Esquema 2 (TDF/3TC + DTG) pode ser utilizado em situações de gravidade, desde que ajustada a dose do dolutegravir (50 mg 2x/dia), pois a rifampicina reduz sua concentração. Só deve ser iniciado quando há contraindicação ao efavirenz ou quando o paciente apresenta perfil gravemente doente.
Análise das alternativas:
A) 3 / 1 / 3: Correta — corresponde exatamente ao preconizado em protocolos oficiais.
B), C) e D): Incorretas — Trocam as ordens dos esquemas, sugerindo DTG como primeira linha ou indicando RAL fora do contexto de gravidade, o que não segue o PCDT. Lembre: o DTG só pode ser usado com dose ajustada e em situações específicas, e RAL não deve ser usado junto à rifampicina.

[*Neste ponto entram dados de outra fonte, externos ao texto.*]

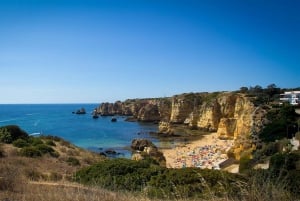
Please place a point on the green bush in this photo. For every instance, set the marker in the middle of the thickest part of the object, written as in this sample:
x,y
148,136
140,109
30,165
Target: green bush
x,y
20,143
10,133
35,141
5,136
32,152
73,161
2,154
54,176
44,149
120,173
50,143
193,182
156,181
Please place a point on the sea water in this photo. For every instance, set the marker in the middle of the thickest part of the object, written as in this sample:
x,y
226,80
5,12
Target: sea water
x,y
82,130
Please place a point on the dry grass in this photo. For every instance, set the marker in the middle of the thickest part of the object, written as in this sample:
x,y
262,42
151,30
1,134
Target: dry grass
x,y
46,178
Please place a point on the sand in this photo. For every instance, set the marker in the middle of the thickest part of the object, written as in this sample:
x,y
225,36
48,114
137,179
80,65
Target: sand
x,y
207,152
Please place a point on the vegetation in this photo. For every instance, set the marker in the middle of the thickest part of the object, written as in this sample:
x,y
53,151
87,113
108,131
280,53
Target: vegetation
x,y
282,124
155,181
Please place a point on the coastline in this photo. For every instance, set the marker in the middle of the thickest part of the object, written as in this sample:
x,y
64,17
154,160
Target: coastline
x,y
206,152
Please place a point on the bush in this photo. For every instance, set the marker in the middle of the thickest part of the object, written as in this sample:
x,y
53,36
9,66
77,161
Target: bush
x,y
2,153
10,133
44,149
156,181
5,136
34,141
73,161
20,143
32,152
55,176
123,174
50,143
193,182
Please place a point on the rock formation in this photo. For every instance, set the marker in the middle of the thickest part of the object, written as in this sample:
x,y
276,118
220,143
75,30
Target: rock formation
x,y
232,115
144,148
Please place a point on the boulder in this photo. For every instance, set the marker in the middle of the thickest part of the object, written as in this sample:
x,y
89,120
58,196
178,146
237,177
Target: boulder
x,y
140,144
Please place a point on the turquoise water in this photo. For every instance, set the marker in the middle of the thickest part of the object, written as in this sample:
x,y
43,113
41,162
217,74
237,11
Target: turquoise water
x,y
81,130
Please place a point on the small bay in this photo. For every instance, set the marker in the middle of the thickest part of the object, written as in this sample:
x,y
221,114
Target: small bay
x,y
82,130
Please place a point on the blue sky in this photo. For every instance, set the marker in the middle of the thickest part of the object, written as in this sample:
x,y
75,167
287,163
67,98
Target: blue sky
x,y
75,51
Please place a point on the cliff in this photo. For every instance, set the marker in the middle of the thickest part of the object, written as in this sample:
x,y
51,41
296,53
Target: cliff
x,y
146,110
232,115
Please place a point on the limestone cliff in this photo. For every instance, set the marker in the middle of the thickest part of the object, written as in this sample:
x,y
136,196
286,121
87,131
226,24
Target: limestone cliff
x,y
147,110
232,115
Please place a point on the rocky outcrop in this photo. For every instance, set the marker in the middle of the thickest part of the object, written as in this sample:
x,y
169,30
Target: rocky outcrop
x,y
232,115
146,110
81,111
144,148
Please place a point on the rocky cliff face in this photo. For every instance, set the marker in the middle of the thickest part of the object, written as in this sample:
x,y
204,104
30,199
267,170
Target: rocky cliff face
x,y
231,115
147,110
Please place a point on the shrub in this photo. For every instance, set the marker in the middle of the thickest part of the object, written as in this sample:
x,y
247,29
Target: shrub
x,y
44,149
30,152
33,174
156,181
35,141
50,143
2,153
9,177
5,136
123,174
73,161
11,133
20,143
192,182
54,176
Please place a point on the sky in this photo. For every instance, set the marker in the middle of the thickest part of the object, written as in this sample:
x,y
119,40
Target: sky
x,y
92,51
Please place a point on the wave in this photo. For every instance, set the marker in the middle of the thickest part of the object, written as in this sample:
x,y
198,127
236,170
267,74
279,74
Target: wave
x,y
8,120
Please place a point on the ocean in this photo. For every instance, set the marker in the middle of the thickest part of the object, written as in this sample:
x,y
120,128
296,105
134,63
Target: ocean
x,y
82,130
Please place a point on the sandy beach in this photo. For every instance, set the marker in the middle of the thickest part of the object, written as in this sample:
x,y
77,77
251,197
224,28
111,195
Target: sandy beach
x,y
207,152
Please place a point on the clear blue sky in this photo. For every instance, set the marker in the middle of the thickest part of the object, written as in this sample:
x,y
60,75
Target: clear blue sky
x,y
68,51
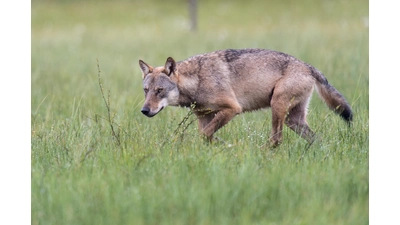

Estratégia para a prova: Sempre associe o nome efavirenz com segurança na TB-HIV. Ao identificar rifampicina + DTG ou RAL, procure por indicação para caso grave ou contraindicação. Atenção a esses detalhes na leitura das alternativas: pequenas mudanças na ordem mudam completamente a resposta!
Evidências e referências: Veja PCDT HIV – Módulo II: Coinfecções e Infecções Oportunistas (MS, 2024), páginas 46-48. Harrison’s Principles of Internal Medicine, 20ª ed., também reforça esse manejo.